Charlie Bird also lost a chance to confront the cretins in his films on Tom Crean. Given the recent murder of Constable Kerr, Bird should have made more of the murder of Crean's brother Cornelius, a married man, with 28 years service in the RIC, who was shot dead in Ballinaspittle in April 1920. And stressed the silence forced on the families of such brave men.
But since the recession began to really bite, RTE has put the public sector at the top of its taboo list. Pat Kenny, in particular, shows a lack of patience with people who talk about pay cuts. When Seanad aspirant James Coyle pledged to cut his own pay, Kenny cut him off sharply and told him it was a stunt.
This taboo about anything that might touch public sector pay -- and by extension RTE pay from Director General to programme presenters -- even extends to Kenny's stand-ins.
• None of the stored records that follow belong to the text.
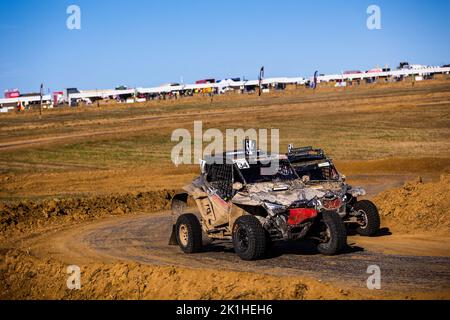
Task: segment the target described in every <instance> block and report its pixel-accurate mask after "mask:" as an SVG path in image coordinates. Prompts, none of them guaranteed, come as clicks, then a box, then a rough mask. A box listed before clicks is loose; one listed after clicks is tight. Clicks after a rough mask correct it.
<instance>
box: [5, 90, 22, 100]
mask: <svg viewBox="0 0 450 320" xmlns="http://www.w3.org/2000/svg"><path fill="white" fill-rule="evenodd" d="M18 97H20V91H19V89H9V90H5V98H6V99H12V98H18Z"/></svg>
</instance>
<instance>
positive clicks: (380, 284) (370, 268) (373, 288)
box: [367, 265, 381, 290]
mask: <svg viewBox="0 0 450 320" xmlns="http://www.w3.org/2000/svg"><path fill="white" fill-rule="evenodd" d="M367 273H368V274H370V277H369V278H368V279H367V289H369V290H381V269H380V267H379V266H376V265H373V266H369V267H368V268H367Z"/></svg>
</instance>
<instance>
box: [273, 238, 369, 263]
mask: <svg viewBox="0 0 450 320" xmlns="http://www.w3.org/2000/svg"><path fill="white" fill-rule="evenodd" d="M363 251H364V248H362V247H359V246H356V245H353V244H347V245H346V247H345V248H344V249H343V250H342V251H341V252H340V255H343V254H353V253H356V252H363ZM283 255H299V256H300V255H301V256H316V255H321V253H320V252H319V251H318V250H317V244H316V243H314V241H309V240H303V241H287V242H280V243H277V244H275V245H274V246H273V247H272V248H271V250H269V254H268V256H267V258H269V259H270V258H277V257H280V256H283Z"/></svg>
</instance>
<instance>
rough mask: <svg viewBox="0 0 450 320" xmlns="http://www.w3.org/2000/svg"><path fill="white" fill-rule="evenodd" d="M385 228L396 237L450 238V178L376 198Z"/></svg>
mask: <svg viewBox="0 0 450 320" xmlns="http://www.w3.org/2000/svg"><path fill="white" fill-rule="evenodd" d="M374 202H375V203H376V204H377V206H378V208H379V210H380V214H381V217H382V222H383V225H385V226H388V227H389V228H390V229H391V230H392V231H394V232H396V233H414V232H422V233H442V234H447V235H448V234H450V175H447V174H446V175H442V176H441V179H440V181H438V182H431V183H423V182H422V179H421V178H417V180H416V181H413V182H408V183H406V184H405V185H404V186H403V187H401V188H398V189H392V190H387V191H384V192H382V193H381V194H379V195H378V196H376V197H375V198H374Z"/></svg>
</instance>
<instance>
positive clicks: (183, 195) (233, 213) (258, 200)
mask: <svg viewBox="0 0 450 320" xmlns="http://www.w3.org/2000/svg"><path fill="white" fill-rule="evenodd" d="M247 145H248V144H247ZM274 162H275V163H277V164H278V165H276V166H273V163H274ZM183 189H184V192H182V193H179V194H177V195H176V196H175V197H174V199H173V200H172V212H173V214H174V216H175V219H174V225H173V232H172V236H171V241H170V244H178V245H179V246H180V248H181V249H182V250H183V251H184V252H185V253H195V252H199V251H200V250H201V248H202V231H203V232H204V233H205V234H206V235H207V236H208V237H209V238H210V239H211V240H213V241H214V240H231V241H232V243H233V246H234V250H235V252H236V253H237V254H238V255H239V257H240V258H241V259H243V260H256V259H260V258H262V257H264V256H265V255H266V253H267V251H268V248H270V246H271V244H272V243H274V242H278V241H286V240H300V239H306V238H307V239H311V240H312V242H313V243H315V244H316V246H317V250H318V251H319V252H320V253H322V254H324V255H334V254H337V253H339V252H340V251H341V250H342V249H343V248H344V247H345V246H346V244H347V234H346V230H345V226H344V224H343V222H342V219H341V217H340V216H339V214H338V211H337V209H339V208H337V207H336V205H335V198H334V196H333V197H329V196H328V193H326V192H323V191H321V190H318V189H315V188H307V187H306V185H305V183H303V181H302V180H301V179H300V178H299V176H298V175H297V173H296V172H295V170H294V168H293V167H292V166H291V164H290V162H289V160H288V157H287V156H286V155H275V154H266V153H263V152H261V151H256V150H255V151H249V150H244V151H235V152H228V153H225V154H223V155H221V156H220V157H215V158H214V159H212V158H211V159H207V160H206V161H204V163H203V164H202V167H201V175H200V176H199V177H198V178H196V179H195V180H194V181H193V182H192V183H191V184H189V185H187V186H185V187H184V188H183ZM189 197H190V198H192V200H194V202H195V203H196V205H197V207H198V211H199V214H200V219H198V218H197V216H196V215H194V214H192V213H186V212H185V211H186V209H187V207H188V206H187V203H188V198H189Z"/></svg>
This is how Myles Dungan prepped a panel for a discussion on public sector pay a few weeks ago:
"Do any of you go along -- start with you Shane -- with the neo-liberal notion that we have an under-achieving feather-bedded public service that's really to blame for our current predicament, it wasn't the bankers and developers, it was the greedy public servants?"
Two questions. First, if RTE presenters can use Trotty phrases like "neo- liberal" to describe the majority of people who believe public sector pay needs the same scrutiny as bankers' bonuses, what will RTE reporting be like when the lead really begins to fly from the public sector unions? Second, who do RTE presenters think they are? Admittedly this is a rhetorical question. RTE presenters now regularly avoid areas which might rebound on them. Pat Kenny's reluctance to probe public sector pay mirrors Ryan Tubridy's reluctance to ask awkward questions about private lives.
This is an abuse of power. The public pays RTE to be a public service broadcaster. The public does not pay RTE to protect its position as part of the public sector. And the protective way RTE reports public sector reform is a privatising of the public interest.
Given the perceived conflict when RTE reports on a public sector of which it is a part, the Director General should spend more time in the diligent monitoring of bias than he does on digital distractions.
As the Fowler Commission on Broadcasting said: "Broadcasting is about content: the rest is housekeeping."
So far RTE has used the banking scandals to distract attention from its own pay packets. Broadcasters waxed angry about Colm Doherty's disgusting €3m pension pay-off but failed to follow up by showing that a minister who retires after 10 years and gets 60 per cent of his salary would need more than €3m to fund that pension in the private sector.
This desire not to draw attention to their own fat cattery explains why RTE is giving the Government a soft ride on the public sector. But this does Fine Gael no favours. Lacking a lethal opponent, Fine Gael has begun to believe that it is loved to bits.
Accordingly, instead of taking Machiavelli's advice to do all the dirty jobs on day one -- as David Cameron did by taking on the public sector unions -- Fine Gael is dawdling away the few days when it can get away with anything.
Fine Gael should have started its term of office with a massive cut in the pay of senior State and semi-State bosses. And forced those who resisted to face the stress of a long legal war with the State. That's one bill the public would have no problem paying.
Why is Fine Gael dragging its feet? For the same reason people refused to believe the property bubble would burst. Thanks to RTE's failure to put them under pressure, Fine Gael has foolishly begun to believe the current phoney peace is permanent.
Although it pains me to admit it, Labour ministers have shown more bottle than Fine Gael in facing up to the problem of the public finances. And if they continue on this course, they will displace Fine Gael as the future preferred party of middle Ireland. Burke, as always, was on the ball.